As the statement further reveals, no fewer than 198 children have died due to torture at the hands of the parties to the conflict and controlling forces in Syria since March 2011. The Syrian regime is responsible for the deaths of 190 of these children due to torture, while the remaining eight died at the hands of ISIS (one child), HTS, SDF, all armed opposition factions, and other parties, with each party of those responsible for the death of two children each due to torture.

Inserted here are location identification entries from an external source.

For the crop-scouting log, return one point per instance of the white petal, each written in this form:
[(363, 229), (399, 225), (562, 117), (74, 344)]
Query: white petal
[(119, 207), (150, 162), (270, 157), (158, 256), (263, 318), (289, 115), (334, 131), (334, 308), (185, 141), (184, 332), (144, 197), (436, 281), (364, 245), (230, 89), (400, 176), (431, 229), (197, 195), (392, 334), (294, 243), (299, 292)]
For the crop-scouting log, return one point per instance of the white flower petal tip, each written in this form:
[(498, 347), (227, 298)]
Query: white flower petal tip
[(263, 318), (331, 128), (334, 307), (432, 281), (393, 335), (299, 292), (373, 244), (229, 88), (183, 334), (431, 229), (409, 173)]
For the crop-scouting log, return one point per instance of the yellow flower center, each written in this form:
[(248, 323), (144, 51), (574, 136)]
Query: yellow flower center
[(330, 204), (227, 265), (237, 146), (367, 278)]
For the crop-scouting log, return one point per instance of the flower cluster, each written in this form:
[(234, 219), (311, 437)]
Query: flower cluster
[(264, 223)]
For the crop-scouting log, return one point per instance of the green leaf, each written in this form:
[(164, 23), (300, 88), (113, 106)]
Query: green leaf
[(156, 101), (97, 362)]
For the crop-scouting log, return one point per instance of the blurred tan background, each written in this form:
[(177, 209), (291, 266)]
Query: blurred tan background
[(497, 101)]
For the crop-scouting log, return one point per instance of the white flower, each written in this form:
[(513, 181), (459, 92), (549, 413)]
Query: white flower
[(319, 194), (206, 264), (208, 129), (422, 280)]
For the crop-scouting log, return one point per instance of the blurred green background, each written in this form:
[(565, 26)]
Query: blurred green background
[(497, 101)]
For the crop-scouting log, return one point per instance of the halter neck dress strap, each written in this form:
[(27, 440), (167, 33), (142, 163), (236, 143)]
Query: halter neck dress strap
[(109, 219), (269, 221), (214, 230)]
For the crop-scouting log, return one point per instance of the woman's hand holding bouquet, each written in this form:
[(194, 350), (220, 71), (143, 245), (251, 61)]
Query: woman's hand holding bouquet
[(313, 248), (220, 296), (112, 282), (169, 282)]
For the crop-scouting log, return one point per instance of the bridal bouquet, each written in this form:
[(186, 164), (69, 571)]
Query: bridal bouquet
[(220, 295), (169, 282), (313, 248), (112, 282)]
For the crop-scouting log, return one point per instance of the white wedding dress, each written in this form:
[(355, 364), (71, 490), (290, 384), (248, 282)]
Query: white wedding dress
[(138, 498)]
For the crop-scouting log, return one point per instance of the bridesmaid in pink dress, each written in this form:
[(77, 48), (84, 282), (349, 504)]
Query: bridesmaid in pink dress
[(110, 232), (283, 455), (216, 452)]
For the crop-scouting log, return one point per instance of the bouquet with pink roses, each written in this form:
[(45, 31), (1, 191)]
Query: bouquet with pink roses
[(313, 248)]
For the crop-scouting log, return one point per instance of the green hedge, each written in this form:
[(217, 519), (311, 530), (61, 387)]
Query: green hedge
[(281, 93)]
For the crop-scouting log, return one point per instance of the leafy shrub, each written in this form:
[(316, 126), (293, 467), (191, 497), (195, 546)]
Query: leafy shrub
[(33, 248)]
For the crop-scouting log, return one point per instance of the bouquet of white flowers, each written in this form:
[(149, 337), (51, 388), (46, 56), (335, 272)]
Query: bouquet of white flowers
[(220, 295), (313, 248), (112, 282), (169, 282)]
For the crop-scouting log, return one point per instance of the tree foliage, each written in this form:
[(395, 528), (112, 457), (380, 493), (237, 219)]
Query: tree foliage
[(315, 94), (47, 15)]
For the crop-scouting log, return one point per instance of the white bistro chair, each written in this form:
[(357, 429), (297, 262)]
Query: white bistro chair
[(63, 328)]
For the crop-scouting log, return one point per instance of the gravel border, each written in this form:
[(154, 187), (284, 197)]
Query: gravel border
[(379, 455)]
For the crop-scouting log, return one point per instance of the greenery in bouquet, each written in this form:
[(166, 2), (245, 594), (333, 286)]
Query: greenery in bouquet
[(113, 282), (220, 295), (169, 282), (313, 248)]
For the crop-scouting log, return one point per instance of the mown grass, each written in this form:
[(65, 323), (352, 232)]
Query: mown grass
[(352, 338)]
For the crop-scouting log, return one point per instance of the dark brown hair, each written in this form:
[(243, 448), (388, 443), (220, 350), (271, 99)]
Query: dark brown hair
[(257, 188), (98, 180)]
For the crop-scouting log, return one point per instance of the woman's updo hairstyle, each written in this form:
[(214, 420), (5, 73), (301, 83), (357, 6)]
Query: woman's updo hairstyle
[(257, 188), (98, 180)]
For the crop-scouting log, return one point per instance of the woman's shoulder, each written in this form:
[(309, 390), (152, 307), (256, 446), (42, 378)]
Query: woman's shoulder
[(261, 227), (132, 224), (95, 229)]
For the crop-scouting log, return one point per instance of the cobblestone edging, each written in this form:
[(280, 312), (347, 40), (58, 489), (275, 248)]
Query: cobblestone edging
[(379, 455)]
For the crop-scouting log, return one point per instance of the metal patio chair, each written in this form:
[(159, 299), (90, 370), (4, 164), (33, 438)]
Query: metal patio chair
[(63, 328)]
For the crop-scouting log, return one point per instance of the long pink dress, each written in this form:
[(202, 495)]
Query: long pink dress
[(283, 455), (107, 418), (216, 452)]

The statement also sheds light on other patterns of violations that children face in Syria. For instance, all parties to the conflict have adopted child conscription practices. Meanwhile, the Russian extortion of the Security Council through the abuse of its veto powers, used by Russia to block the delivery of humanitarian assistance, is another explicit and blatant aggression against thousands of children who were forcibly displaced in the context of the armed conflict in northern Syria, with children making up 46 percent of all internally displaced persons (IDPs). The statement further stresses that children in Syria live in a highly dangerous environment, where all parties to the conflict have been responsible for intensively planting hundreds of thousands anti-personnel landmines (APLs), including remnants of cluster munitions over vast areas of Syrian territory. These landmines pose an ongoing threat to the lives of civilians, including children, which will continue for decades to come. To make matters worse, the shiny nature and primary colors of these submunitions potentially attract children, making them the group most endangered by landmines.

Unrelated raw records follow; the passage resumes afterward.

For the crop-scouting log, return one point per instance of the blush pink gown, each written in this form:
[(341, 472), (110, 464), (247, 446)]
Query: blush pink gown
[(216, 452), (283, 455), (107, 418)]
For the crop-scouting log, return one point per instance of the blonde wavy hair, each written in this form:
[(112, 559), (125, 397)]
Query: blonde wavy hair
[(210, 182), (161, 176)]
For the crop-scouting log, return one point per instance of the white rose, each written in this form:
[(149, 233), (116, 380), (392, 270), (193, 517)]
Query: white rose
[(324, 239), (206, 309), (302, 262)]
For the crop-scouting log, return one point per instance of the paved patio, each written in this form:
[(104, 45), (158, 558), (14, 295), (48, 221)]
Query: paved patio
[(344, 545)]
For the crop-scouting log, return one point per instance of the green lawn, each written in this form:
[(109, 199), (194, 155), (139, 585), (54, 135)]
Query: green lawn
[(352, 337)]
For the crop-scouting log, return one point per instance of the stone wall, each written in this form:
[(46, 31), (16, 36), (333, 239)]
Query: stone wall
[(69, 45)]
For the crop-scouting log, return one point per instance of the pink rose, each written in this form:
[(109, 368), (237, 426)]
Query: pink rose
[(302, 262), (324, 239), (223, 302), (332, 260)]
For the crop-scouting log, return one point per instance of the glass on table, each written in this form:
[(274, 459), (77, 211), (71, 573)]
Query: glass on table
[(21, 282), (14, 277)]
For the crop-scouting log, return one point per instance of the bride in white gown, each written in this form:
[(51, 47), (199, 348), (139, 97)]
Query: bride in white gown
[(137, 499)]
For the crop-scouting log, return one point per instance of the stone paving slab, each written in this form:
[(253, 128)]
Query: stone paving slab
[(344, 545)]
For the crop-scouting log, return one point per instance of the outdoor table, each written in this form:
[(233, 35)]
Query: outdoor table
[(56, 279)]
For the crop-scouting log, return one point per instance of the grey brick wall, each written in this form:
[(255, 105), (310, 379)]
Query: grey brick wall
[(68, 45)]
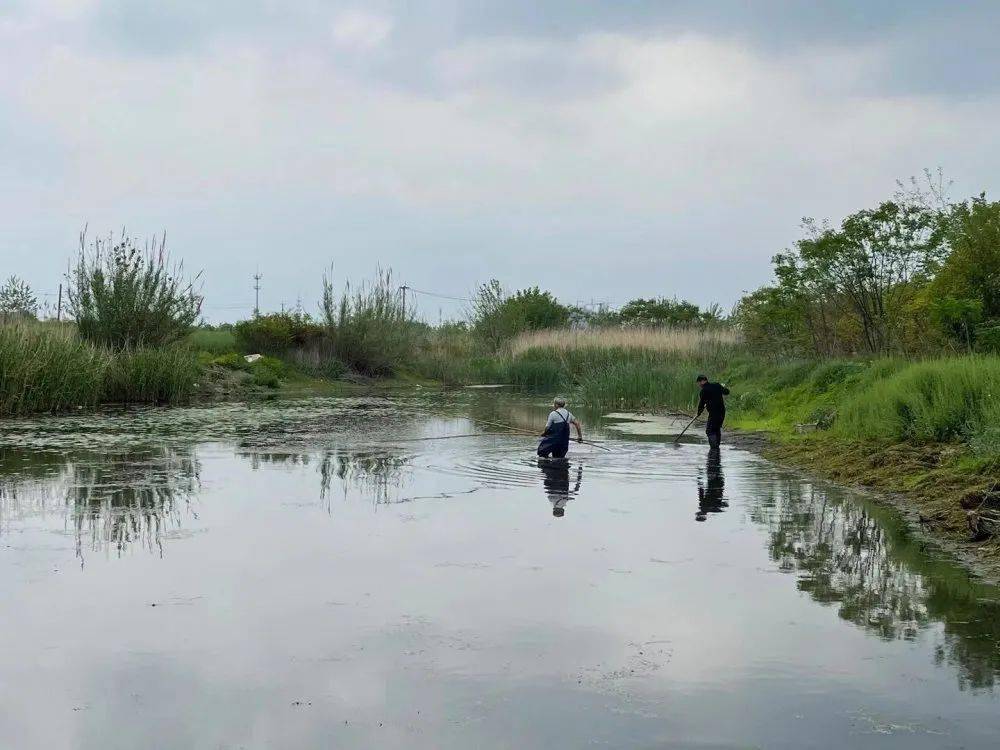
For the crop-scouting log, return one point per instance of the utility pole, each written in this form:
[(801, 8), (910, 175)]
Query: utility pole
[(256, 287)]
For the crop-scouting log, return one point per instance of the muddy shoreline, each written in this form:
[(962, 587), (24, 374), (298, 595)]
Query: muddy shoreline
[(980, 559)]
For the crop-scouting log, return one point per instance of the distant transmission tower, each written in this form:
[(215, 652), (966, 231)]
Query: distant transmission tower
[(256, 287)]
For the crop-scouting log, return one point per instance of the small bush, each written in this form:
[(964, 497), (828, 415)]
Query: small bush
[(936, 400), (154, 376), (369, 329), (267, 372), (276, 334), (213, 341), (231, 361), (45, 367), (123, 296)]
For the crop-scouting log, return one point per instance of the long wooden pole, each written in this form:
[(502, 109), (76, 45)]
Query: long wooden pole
[(678, 438), (535, 434)]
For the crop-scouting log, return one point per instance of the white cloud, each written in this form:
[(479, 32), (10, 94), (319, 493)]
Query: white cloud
[(640, 148), (361, 29)]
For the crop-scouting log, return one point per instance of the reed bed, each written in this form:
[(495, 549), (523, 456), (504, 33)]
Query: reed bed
[(47, 367), (663, 340)]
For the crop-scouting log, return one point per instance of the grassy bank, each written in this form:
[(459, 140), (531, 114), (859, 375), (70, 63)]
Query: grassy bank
[(926, 430), (47, 367)]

The statement stresses that violations against Syria’s children are among the gravest direct and primary results of the ongoing armed conflict that has continued for 12 years due to the failure of the UN Security Council and the international community to bring about a political change in Syria, which has been the very first and primary root of the conflict and the principal demand of the popular uprising since March 2011. Despite these facts, however, some Arab states have decided to restore relations with the Syrian regime, thereby sending a message to millions of victims that there is no chance for a political resolution in accordance with Security Council resolution 2254, which means that all the forms of aggressions against children, as well as other groups of society, will continue with the usual impunity for the perpetrators.
The statement calls on the international community to invest in civil society organizations in Syria which are working to rehabilitate and provide care for children, particularly the especially vulnerable orphaned and internally displaced children. This should be an urgent policy priority, with attention paid to the social, cultural, and economic facets involved, as part of a long-term relief strategy.